La batteria 12, infatti, è tra le più grandi del reparto Cokerie dove viene appunto prodotto il coke necessario per alimentare gli altiforni. Una minore disponibilità di coke, quindi, vuol dire meno attività negli altiforni e quindi meno acciaio prodotto. E il no del Ministero potrebbe impedire la ripartenza dei reparti Altoforno 4 e Acciaieria1: al momento la linea di produzione dell’ex Ilva è infatti limitata a due soli altiforni (Afo1 e Afo2) e all’Acciaieria2. Una situazione che potrebbe far sfumare l’obiettivo di 5 milioni di tonnellate d’acciaio sperato dai nuovi gestori. Di contro la ricaduta più immediata potrebbe essere quella di un nuovo ricorso alla Cassa integrazione: dal 28 giugno parte, infatti, a Taranto una ulteriore tranche di cassa integrazione ordinaria per un numero massimo di 4mila dipendenti per 13 settimane. Sul punto già nei giorni scorsi erano insorti i sindacati: il nuovo ricorso agli ammortizzatori sociali aveva scatenato le ire di Usb che in un comunicato aveva sostenuto che “la nuova cigo non è altro che la prova degli esuberi strutturali che peraltro rispecchiano il primo piano industriale presentato da Arcelor Mittal, che prevedeva un massimo di 5mila dipendenti a fronte di 6 milioni di tonnellate di acciaio all’anno”. A Genova, infatti, la situazione in queste ore è stata particolarmente critica, con momenti di tensione e tafferugli davanti alla prefettura quando la polizia messa a difesa del portone del palazzo del Governo è entrata in contatto con gli operai dell’ex Ilva. Quattro rappresentanti delle forze dell’ordine (due agenti del reparto mobile, un carabiniere e un funzionario della Digos) e due operai sono rimasti contusi.

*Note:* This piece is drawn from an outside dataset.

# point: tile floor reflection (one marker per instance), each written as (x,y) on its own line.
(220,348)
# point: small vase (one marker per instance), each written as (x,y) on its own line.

Esultano invece i movimenti ambientalisti di Taranto. Per Alessandro Marescotti di Peacelink il fermo della batteria 12 è un “vittoria del Comitato Cittadino” che, dopo aver rilevato l’inottemperanza alle prescrizioni autorizzative, il 15 giugno scorso aveva scritto proprio a Cingolani che “la batteria non è stata dotata della tecnologia ‘Sopreco’ per abbattere le emissioni, non sono state inoltre installate cappe di aspirazione performanti allo sfornamento, non è stata infine attivata la doccia per abbattere le polveri nella fase di spegnimento del carbon coke. Tutte tecnologie – hanno evidenziato gli ambientalisti – che andavano installate in questi anni e che era possibile installare”. Nella mail inviata al MIT inoltre, Marescotti aveva aggiunto che “questa batteria della cokeria sfora il limite di emissioni di 25 g/t coke per le polveri. Nel quartiere Tamburi le polveri con benzo(a)pirene sono sensibilmente superiori a quelle che ricadono in periferia” e secondo quanto ha accertato Arpa Puglia “sussiste una criticità per le deposizioni di benzo(a)pirene con valori delle postazioni Deledda e Tamburi Orsini che risultano, rispettivamente, pari a circa 10 e 20 volte la media annuale rilevata” nel quartiere a 10 km dalla fabbrica nonostante sia caratterizzata “da simile orografia e densità antropica, incluso traffico veicolare”.
A qualche giorno dalla batosta inflitta dal Consiglio di Stato, quindi, arriva una consolazione per i movimenti civici tarantini. Un piccolo segnale da Roma che, forse, potrebbe essere l’avviso di un cambio di atteggiamento verso i padroni dell’acciaio e soprattutto nei confronti della comunità ionica.